Your idea here is to get to a win/win. Don't back the superintendent into a corner. Do make him feel that you are appealing to his knowledge and authority and problem solving abilities. Tell him straight up what your concerns are, using I messages. Don't accuse or blame the supervisor - esp. given that the superintendent is male and in a position of authority, so try to avoid making it seem that he is being pulled into a personal battle or a catfight. But an example is, "I don't have tenure, so I realise I'm putting a lot on the line here.
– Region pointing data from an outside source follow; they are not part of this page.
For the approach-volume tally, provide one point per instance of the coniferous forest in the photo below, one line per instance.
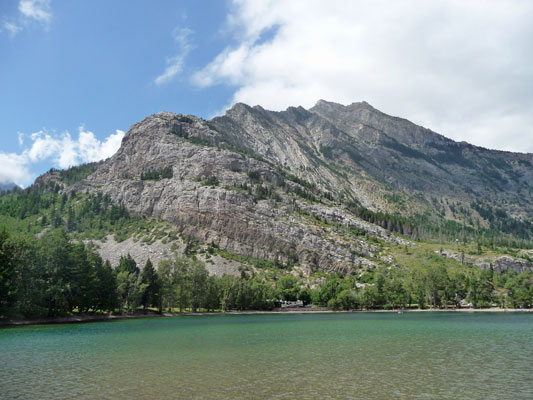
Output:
(53, 276)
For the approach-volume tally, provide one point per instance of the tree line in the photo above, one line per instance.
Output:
(53, 276)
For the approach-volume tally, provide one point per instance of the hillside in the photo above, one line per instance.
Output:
(300, 194)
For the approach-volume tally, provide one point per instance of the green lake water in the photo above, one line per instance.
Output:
(274, 356)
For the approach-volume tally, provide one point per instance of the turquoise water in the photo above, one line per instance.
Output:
(277, 356)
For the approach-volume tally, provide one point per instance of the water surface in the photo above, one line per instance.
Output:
(279, 356)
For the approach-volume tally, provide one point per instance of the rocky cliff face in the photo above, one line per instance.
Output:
(273, 185)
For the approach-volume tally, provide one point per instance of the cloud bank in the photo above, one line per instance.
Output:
(30, 11)
(62, 150)
(175, 64)
(460, 68)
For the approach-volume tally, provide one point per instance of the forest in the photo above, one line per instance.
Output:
(54, 276)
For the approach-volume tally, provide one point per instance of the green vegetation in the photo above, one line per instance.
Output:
(429, 285)
(82, 216)
(53, 276)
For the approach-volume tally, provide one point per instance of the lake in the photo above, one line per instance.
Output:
(277, 356)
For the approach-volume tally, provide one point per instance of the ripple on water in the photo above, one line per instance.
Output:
(381, 355)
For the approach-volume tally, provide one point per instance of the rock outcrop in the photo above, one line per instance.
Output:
(274, 185)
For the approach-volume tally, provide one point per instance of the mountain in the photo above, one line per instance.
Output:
(8, 186)
(332, 188)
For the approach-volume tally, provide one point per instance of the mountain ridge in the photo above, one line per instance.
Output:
(325, 188)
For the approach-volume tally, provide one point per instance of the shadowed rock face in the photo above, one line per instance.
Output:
(220, 167)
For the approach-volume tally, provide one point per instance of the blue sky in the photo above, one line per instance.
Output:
(74, 75)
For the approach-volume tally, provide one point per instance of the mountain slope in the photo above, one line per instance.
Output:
(320, 188)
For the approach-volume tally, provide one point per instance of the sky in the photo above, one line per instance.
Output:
(75, 75)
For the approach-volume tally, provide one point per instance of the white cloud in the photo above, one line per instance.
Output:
(62, 150)
(38, 10)
(14, 168)
(460, 68)
(175, 63)
(11, 28)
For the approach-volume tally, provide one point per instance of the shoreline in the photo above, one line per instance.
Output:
(85, 318)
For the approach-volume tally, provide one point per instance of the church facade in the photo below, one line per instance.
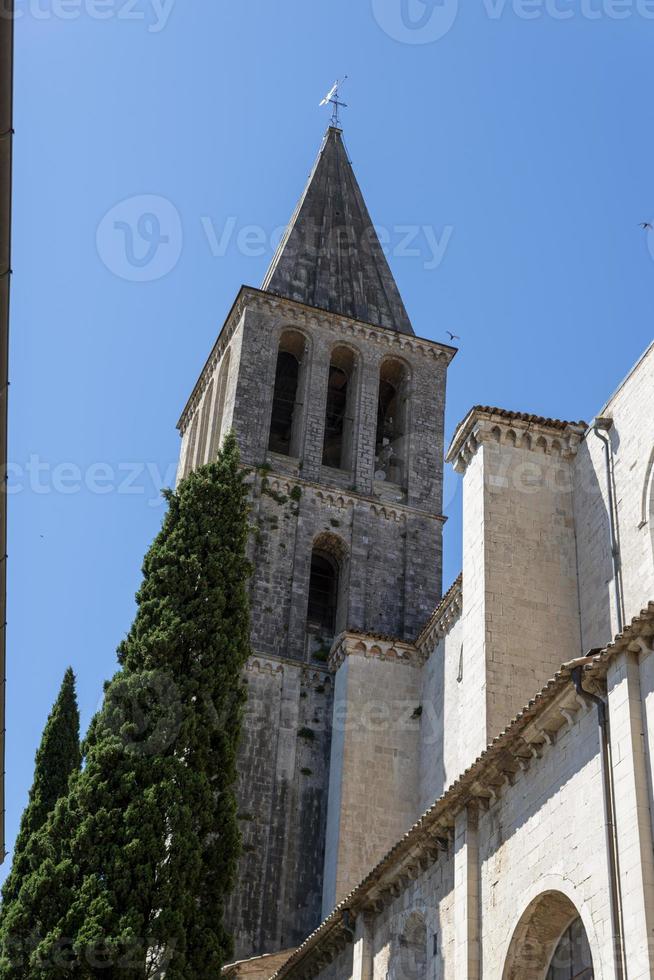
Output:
(431, 786)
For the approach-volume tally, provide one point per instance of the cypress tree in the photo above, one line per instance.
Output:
(142, 852)
(57, 758)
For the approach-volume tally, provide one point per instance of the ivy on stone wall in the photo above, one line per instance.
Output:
(133, 868)
(57, 758)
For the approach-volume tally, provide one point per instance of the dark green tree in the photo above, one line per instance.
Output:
(141, 854)
(57, 758)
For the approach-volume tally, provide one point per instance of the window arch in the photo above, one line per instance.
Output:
(339, 414)
(205, 414)
(391, 444)
(323, 592)
(409, 955)
(550, 941)
(286, 418)
(219, 411)
(191, 446)
(572, 959)
(326, 593)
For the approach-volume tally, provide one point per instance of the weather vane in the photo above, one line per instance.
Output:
(332, 99)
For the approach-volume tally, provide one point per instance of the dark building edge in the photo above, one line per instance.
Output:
(6, 134)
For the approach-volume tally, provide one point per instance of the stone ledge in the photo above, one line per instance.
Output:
(515, 429)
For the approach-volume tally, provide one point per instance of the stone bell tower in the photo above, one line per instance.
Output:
(338, 410)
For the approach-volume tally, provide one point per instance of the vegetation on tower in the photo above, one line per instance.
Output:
(138, 859)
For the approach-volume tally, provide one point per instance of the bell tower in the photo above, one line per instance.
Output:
(338, 410)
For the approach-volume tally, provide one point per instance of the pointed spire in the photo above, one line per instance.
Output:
(330, 256)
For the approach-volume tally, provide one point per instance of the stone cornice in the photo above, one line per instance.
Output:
(371, 647)
(441, 621)
(300, 315)
(514, 750)
(337, 497)
(270, 663)
(516, 429)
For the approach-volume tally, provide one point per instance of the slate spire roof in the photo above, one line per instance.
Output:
(330, 256)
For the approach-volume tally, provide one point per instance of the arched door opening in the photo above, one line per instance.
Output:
(550, 941)
(339, 416)
(391, 444)
(323, 593)
(409, 957)
(286, 418)
(219, 413)
(572, 959)
(326, 600)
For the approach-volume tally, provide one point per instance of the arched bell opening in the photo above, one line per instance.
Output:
(338, 444)
(326, 600)
(287, 416)
(392, 443)
(550, 942)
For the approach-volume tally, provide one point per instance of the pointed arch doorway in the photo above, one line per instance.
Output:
(550, 943)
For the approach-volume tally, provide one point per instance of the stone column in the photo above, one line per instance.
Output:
(632, 813)
(362, 956)
(367, 423)
(466, 895)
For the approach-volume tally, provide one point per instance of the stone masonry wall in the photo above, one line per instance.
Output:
(444, 741)
(388, 542)
(539, 846)
(373, 797)
(632, 439)
(283, 766)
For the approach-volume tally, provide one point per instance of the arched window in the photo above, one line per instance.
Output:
(391, 444)
(286, 418)
(549, 941)
(326, 603)
(409, 955)
(572, 959)
(205, 414)
(323, 593)
(191, 446)
(339, 417)
(219, 413)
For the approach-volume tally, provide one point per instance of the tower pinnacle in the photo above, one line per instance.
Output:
(330, 256)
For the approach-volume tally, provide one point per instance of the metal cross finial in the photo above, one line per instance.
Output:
(332, 99)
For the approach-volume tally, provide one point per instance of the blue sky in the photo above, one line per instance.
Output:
(513, 139)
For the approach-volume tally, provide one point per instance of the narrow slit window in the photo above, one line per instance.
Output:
(339, 422)
(391, 444)
(323, 593)
(286, 414)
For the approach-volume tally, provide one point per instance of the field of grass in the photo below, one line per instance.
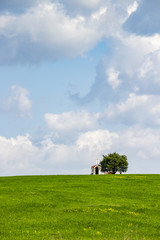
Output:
(112, 207)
I have learned a lot from SUPERVISOR, and I value our relationship, but I'm worried that I'm being set up to fail/to be fired." Laugh: "I don't think I have anything to lose at this point." Appeal to his authority. "I heard from others that you were the person to talk to about this. How can I approach this problem? How can we work together to solve this problem? I don't have any answers. I love my job, I've loved working with her, and I'm distressed that things are deteriorating." Stuff like that.

I"ve sat in meetings with assistant superintendents crying because that 3rd grade teacher who was singling my kid out was the only 3rd grade teacher she'd ever have... but that superintendent didn't care, and it made him uncomfortable, it made him want to get me out of the office and to stop crying. It didn't help my daughter, it didn't help us figure out goals (SMART goals! SMART criteria - Wikipedia, the free encyclopedia :) ) to address how we could get her needs met.

Might help if you have given some thought, too, to what you want out of this meeting. Specific, measurable, attainable, relevant, timely ideas... :D Not that you are telling him but that you can throw an idea out and say, hey, I thought about doing this but I'm not sure how it would work/if it would work/if it's appropriate. It's a way of getting the conversation started.

Another thing to ask, esp. if emotions start to run high, take a step back and say if you're getting emotional and apologise. Then go back a step and say, we talked about this. Let's look at it another way: if I did this, what would that look like? How do you see that working?

Those two questions are questions that don't get asked, a lot of times, oddly enough. And yet they are really good for refocusing onto the problem, instead of the emotions.

Sorry for the info dump. I've spent a lot of time on this stuff and I'm nowhere near "good" at it but I'm always learning...

Hanna 04-08-2013 08:33 AM

I agree with all the advice to leave feelings out and focus on the fact that she is impacting your ability to do your work. Do you have a potential solution? What steps have you already taken to rectify the situation?

But it is okay to say "This is a difficult conversation and I wish it were not necessary."

wanttobehealthy 04-08-2013 08:38 AM

Bluegalangal (and all others). Thanks so much for the advice... Really helpful and needed! Thanks! I will use the language you've suggested and take the positive approach rather than defensive one that is my knee jerk reaction....

Bluegalangal 04-08-2013 08:45 AM


Originally Posted by Bluegalangal (Post 3905767)
I have spent a lot of time in EAP meetings over the past 8 years.

*That should be "IEP" meetings. I don't know what I was thinking.